Roy remained unconscious, slumped across one of the carts pulled by a scaled hornbeast. His body trembled faintly, as if fighting something unseen. The three transformed warriors surrounded him, tense. Nyra walked ahead, her tail swaying behind her, eyes sharp and distant.
It wasn't the boy that worried her.
It was what he had touched.
The scroll.
The tomb.
The glyphs that now swirled through his blood.
As they reached the outer edges of the city — a place carved into the cliffs and buried in shadow — something caught their attention.
The air.
It was heavier. Denser. Tainted.
Nyra raised her hand. Everyone stopped.
Then they saw it.
At the center of the city stood the Statue of the First Ancestor — a monolithic figure, cloaked in flowing robes, arms lifted toward the heavens. For generations, it had stood unmoving. Cold. Lifeless.
But now…
Cracks snaked across its surface like veins.

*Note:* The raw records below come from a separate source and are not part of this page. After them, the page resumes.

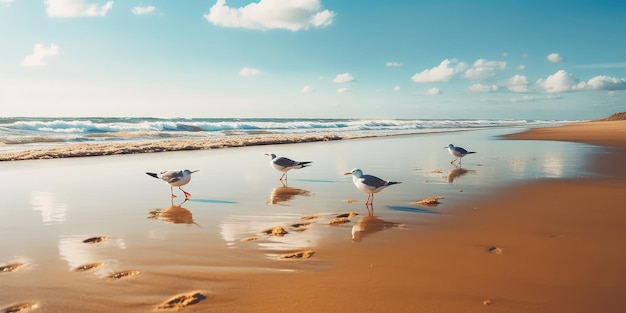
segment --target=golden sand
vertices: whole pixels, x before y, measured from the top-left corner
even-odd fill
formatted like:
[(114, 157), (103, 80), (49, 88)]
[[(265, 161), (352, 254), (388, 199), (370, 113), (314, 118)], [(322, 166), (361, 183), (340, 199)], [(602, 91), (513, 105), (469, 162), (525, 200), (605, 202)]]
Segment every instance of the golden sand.
[[(623, 312), (626, 299), (626, 124), (588, 122), (511, 137), (605, 144), (609, 177), (542, 180), (467, 201), (436, 227), (362, 245), (326, 275), (253, 275), (241, 312)], [(549, 136), (548, 136), (549, 134)], [(617, 169), (617, 171), (616, 171)], [(297, 283), (295, 283), (297, 282)], [(280, 293), (264, 286), (282, 285)], [(338, 297), (338, 295), (341, 295)], [(488, 307), (487, 307), (488, 306)]]
[[(402, 228), (397, 223), (373, 214), (358, 216), (352, 225), (352, 241), (329, 238), (323, 241), (325, 244), (315, 246), (315, 251), (295, 247), (289, 253), (276, 254), (274, 250), (268, 253), (273, 257), (271, 262), (281, 264), (328, 262), (315, 270), (207, 273), (199, 270), (206, 259), (196, 260), (194, 256), (199, 254), (194, 254), (185, 242), (177, 242), (181, 245), (177, 248), (192, 259), (187, 264), (192, 265), (158, 271), (168, 266), (168, 260), (146, 259), (141, 268), (122, 263), (141, 271), (114, 268), (106, 270), (109, 279), (90, 279), (88, 283), (84, 278), (92, 273), (65, 276), (48, 272), (63, 278), (66, 284), (63, 288), (81, 292), (64, 293), (63, 297), (55, 296), (58, 291), (54, 288), (38, 289), (39, 294), (34, 296), (3, 293), (0, 306), (2, 312), (38, 310), (37, 301), (45, 297), (42, 307), (71, 311), (89, 299), (88, 307), (97, 312), (109, 311), (111, 299), (120, 312), (623, 312), (626, 307), (623, 297), (626, 290), (625, 125), (623, 121), (595, 121), (512, 135), (516, 139), (583, 141), (612, 147), (607, 153), (593, 155), (592, 161), (598, 164), (595, 168), (600, 174), (593, 178), (503, 186), (490, 190), (488, 198), (466, 199), (454, 207), (446, 207), (448, 213), (436, 225), (425, 222), (416, 228), (403, 228), (400, 234), (380, 232), (384, 228)], [(306, 228), (311, 225), (307, 223), (326, 217), (356, 216), (350, 212), (304, 216), (292, 223), (289, 230)], [(268, 226), (271, 225), (263, 227)], [(347, 228), (347, 225), (331, 227), (324, 223), (315, 226), (331, 230)], [(309, 233), (290, 233), (285, 238), (269, 236), (286, 232), (281, 226), (268, 229), (264, 240)], [(374, 239), (353, 243), (373, 233), (376, 233)], [(91, 249), (90, 252), (99, 252), (115, 241), (103, 242), (106, 239), (109, 237), (95, 236), (78, 244)], [(151, 251), (158, 251), (158, 244)], [(244, 243), (254, 244), (257, 242)], [(348, 252), (347, 245), (350, 245)], [(56, 249), (53, 251), (57, 253)], [(97, 262), (103, 264), (98, 270), (104, 270), (108, 262), (106, 254), (95, 256), (103, 261)], [(124, 253), (118, 259), (126, 260)], [(229, 261), (233, 260), (225, 262)], [(88, 271), (92, 264), (88, 262), (92, 261), (82, 260), (72, 266), (79, 265)], [(15, 260), (5, 267), (10, 269), (14, 264), (17, 264)], [(38, 265), (46, 269), (45, 263)], [(33, 277), (37, 273), (30, 271), (30, 267), (28, 264), (15, 273), (7, 271), (0, 274), (0, 279), (10, 282), (10, 279), (19, 280), (22, 274), (33, 274), (30, 279), (39, 282), (40, 277)], [(141, 275), (134, 277), (138, 274)], [(196, 278), (193, 281), (198, 285), (182, 283), (190, 281), (184, 280), (185, 277)], [(84, 288), (92, 286), (94, 281), (102, 282), (103, 286)], [(97, 294), (103, 288), (109, 297)], [(150, 290), (150, 296), (129, 290)], [(208, 292), (211, 301), (203, 301)], [(172, 294), (175, 296), (171, 297)], [(161, 302), (162, 299), (167, 300)]]

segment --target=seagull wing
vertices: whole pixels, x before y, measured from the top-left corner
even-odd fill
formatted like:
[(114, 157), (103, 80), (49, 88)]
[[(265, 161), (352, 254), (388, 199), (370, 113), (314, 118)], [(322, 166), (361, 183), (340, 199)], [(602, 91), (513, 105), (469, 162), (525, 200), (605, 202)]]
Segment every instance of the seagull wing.
[(380, 188), (382, 186), (385, 186), (387, 184), (386, 180), (380, 179), (376, 176), (372, 176), (372, 175), (363, 175), (361, 177), (361, 181), (363, 182), (363, 184), (367, 185), (368, 187), (371, 188)]
[(279, 157), (274, 160), (274, 164), (282, 167), (292, 167), (298, 165), (298, 162), (285, 157)]
[(168, 183), (175, 183), (183, 178), (183, 171), (161, 172), (161, 179)]
[(461, 148), (461, 147), (454, 147), (454, 150), (460, 154), (467, 154), (467, 150)]

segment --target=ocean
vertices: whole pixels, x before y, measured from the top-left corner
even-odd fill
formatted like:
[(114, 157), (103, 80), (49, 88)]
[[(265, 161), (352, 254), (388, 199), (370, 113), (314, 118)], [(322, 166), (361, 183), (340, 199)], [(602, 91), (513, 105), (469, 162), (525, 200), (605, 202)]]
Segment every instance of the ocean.
[(237, 136), (384, 136), (488, 128), (533, 128), (576, 121), (525, 119), (308, 119), (4, 117), (0, 153), (77, 143), (138, 143)]

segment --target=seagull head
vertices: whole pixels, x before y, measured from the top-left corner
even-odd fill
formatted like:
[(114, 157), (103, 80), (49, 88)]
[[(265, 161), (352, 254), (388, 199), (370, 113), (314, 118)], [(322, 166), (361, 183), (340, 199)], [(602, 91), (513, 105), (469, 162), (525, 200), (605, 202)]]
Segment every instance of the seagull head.
[(345, 172), (345, 173), (343, 173), (343, 174), (344, 174), (344, 175), (354, 175), (354, 176), (356, 176), (356, 177), (361, 177), (361, 176), (363, 176), (363, 171), (361, 171), (361, 170), (360, 170), (360, 169), (358, 169), (358, 168), (355, 168), (355, 169), (353, 169), (352, 171), (350, 171), (350, 172)]
[(449, 144), (445, 147), (443, 147), (444, 149), (454, 149), (454, 145), (453, 144)]
[(276, 155), (273, 153), (266, 153), (265, 155), (269, 155), (272, 160), (276, 158)]
[(184, 170), (185, 174), (189, 174), (189, 175), (191, 175), (191, 174), (193, 174), (193, 173), (195, 173), (195, 172), (199, 172), (199, 171), (200, 171), (200, 170), (194, 170), (194, 171), (191, 171), (191, 170)]

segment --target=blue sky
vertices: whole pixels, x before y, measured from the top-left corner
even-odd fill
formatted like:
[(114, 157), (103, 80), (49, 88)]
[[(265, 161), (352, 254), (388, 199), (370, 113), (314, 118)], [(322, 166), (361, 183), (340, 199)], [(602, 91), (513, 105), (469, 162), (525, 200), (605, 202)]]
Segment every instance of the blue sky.
[(626, 2), (0, 0), (0, 116), (594, 119)]

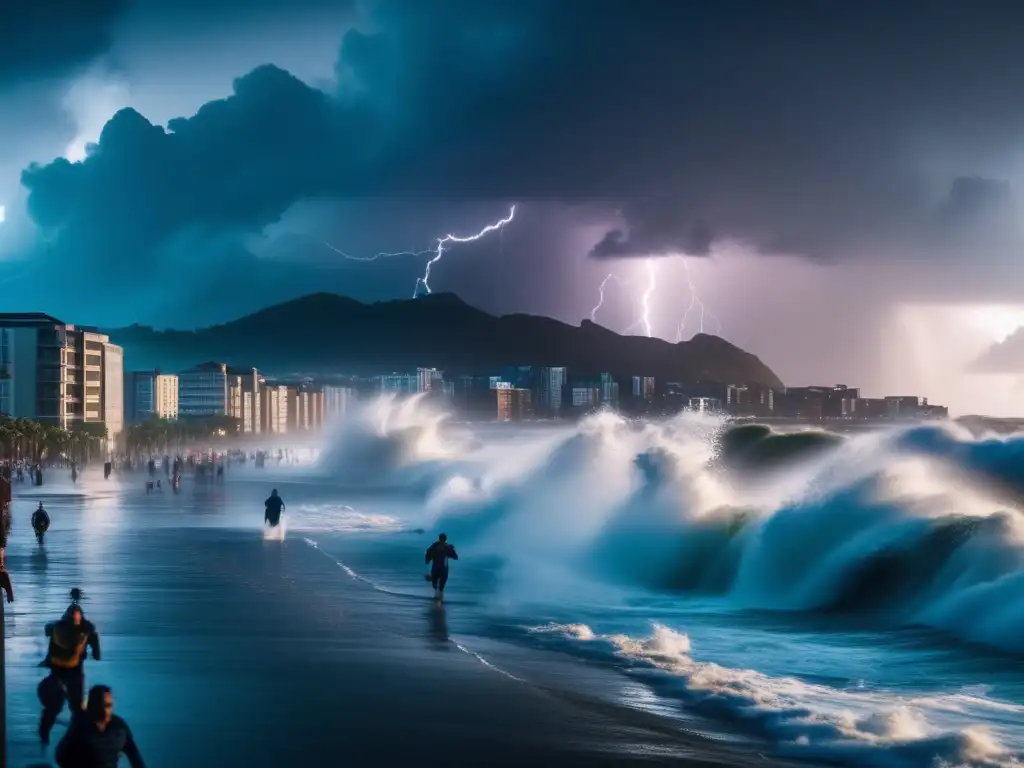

And from within those fractures… bled a faint purple glow.
A pulsing light, identical to what Roy had unleashed underground.
Gasps broke out from the townsfolk gathered nearby. Fear spread in whispers.
A cloaked man ran toward them, breathless. "Lady Nyra!" he called out. "The Elder requests your presence. Immediately. It's about the statue."
Without a word, Nyra turned.
"We go to the temple," she ordered. The others followed.
The Temple of Bone & Breath — the inner sanctum of the transformed — towered over the city like a silent judge. Its ceilings were high, its pillars carved from the remains of ancient beasts, and the air inside hummed with residual qi.
Seated on the elevated throne at the far end was Elder Vael — the leader of the transformed city.
His appearance was striking.
An older man, yes — but not weak. His skin bore faint silver scales. His long white robes trailed across the floor like mist. And his eyes — pale, sharp, and wolf-like — seemed to pierce straight through any soul before him.
He watched them enter, his gaze settling on Roy's unconscious body.
"I felt it the moment it happened," Elder Vael said. His voice was calm, low, and rich with power. "The statue trembled. For the first time in a thousand years."
Nyra stepped forward, bowing slightly. "Elder… it's as we feared."
"Explain."
She nodded and pulled the blank scroll from her robe.
"This was retrieved from beneath the Old Forest. Buried in a sealed tomb," she said. "The human touched it. It reacted — violently. The glyphs are gone now, but…"
She gestured toward Roy. "They're inside him."
A long silence followed.
Then Elder Vael stood, walking down the steps slowly until he stood above Roy's body.
He knelt and placed a hand on the boy's chest.
The room dimmed. Qi shifted.
After a long breath, Vael opened his eyes.
"…He's awakened something," the elder murmured. "Something not meant to return."
He looked toward the others, solemn. "Do you know what lies beneath that statue?"
Nyra swallowed. "They say it's just a monument to our cursed ancestor…"
"No," Vael said. "It is a seal."
Everyone froze.
"That statue binds the soul of the First Generation. The one who defied the heavens, who sought immortality and power beyond reason. The one who cursed our blood."
The room chilled.
Vael continued. "His soul was shattered. Imprisoned in layers — spirit, qi, and mind, each locked away. But if this boy carries the first glyph…"
He stared at the glowing cracks in the distant statue through the open temple windows.
"…then the seal is weakening."
"What do we do?" one of the warriors asked, tense.
Vael did not answer at first.
Instead, he turned again to Roy. "He is human. And yet… the glyph chose him. That is no accident."
Nyra's jaw tightened. "It doesn't matter. He's dangerous. He's cursed. If we let him live—"
"We don't have a choice," Vael said firmly. "Fate has chosen its vessel."
He stood, robes whispering around him like waves.
"Keep him alive. Watch him. Learn from him. But do not let him near the other seals."
"And if he does?" Nyra asked.
Vael's expression darkened.
"Then it won't just be our people who burn. The entire continent will."